The group is also working with the family of Stephan Long, who was put in jail and on house arrest for murder charges that were later dropped by the Denver district attorney.

"They've had a very, incredibly difficult year," Anderson says of Long's family. "While Stephan's mom has not lost her child, she almost lost her child, but she did lose her job."

Anderson notes that the Denver Police Department is a partner in this toy giveaway, however, showing that the project is more focused on charity than politics this time of year.

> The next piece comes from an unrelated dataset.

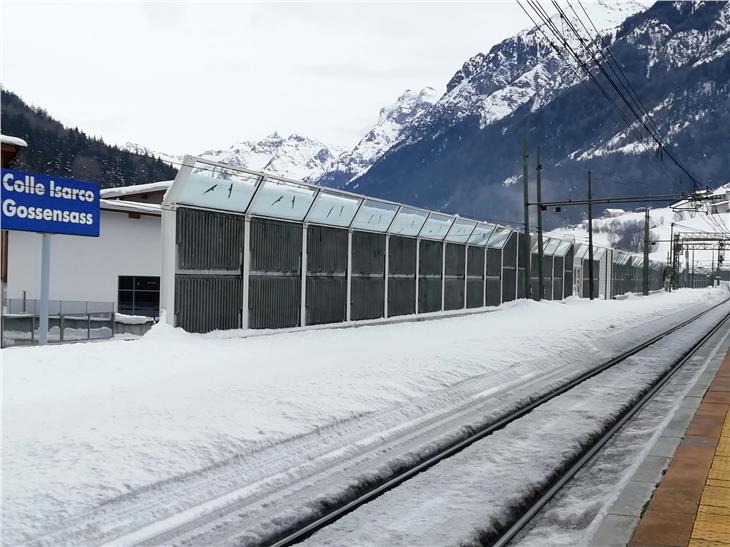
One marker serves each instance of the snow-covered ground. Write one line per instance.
(87, 425)
(469, 498)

"It says a lot if Auon'tai Anderson and the Denver Police can come together for the kids, especially with our longstanding differences on political opinions. That should tell the community that folks are coming together regardless of politics, regardless of their personal views," he says. "It's about the children."

Last year, Anderson wrote a letter to the Cherry Creek Shopping Center asking it to make its Black Santa more accessible by offering free parking, a reduced price for photos and more hours.

The mall will host a Black Santa again this year, on Tuesday, December 10, and Wednesday, December 11; reservations for photos can be made online. Aurora's Stanley Marketplace will have a Black Santa on December 21, after already hosting a traditional Santa and a Spanish-speaking Santa. The Denmon Group, a luxury real estate company, is also hosting a Black Santa event with free photos on December 21 from noon to 4 p.m.

For anyone interested in making donations to the Black Santa Project, there is a Linktree with a volunteer sign-up form, a map of drop-off donation boxes and an Amazon wish list. 

The Black Santa Project's fourth annual toy giveaway will take place at Manual High School, 1700 East 28th Avenue, on December 21. Parents can pre-register to come at 11 a.m. to pick up toys and take pictures with Black Santa. They can also stop by without pre-registering, but will have to wait until 1 p.m. to enter.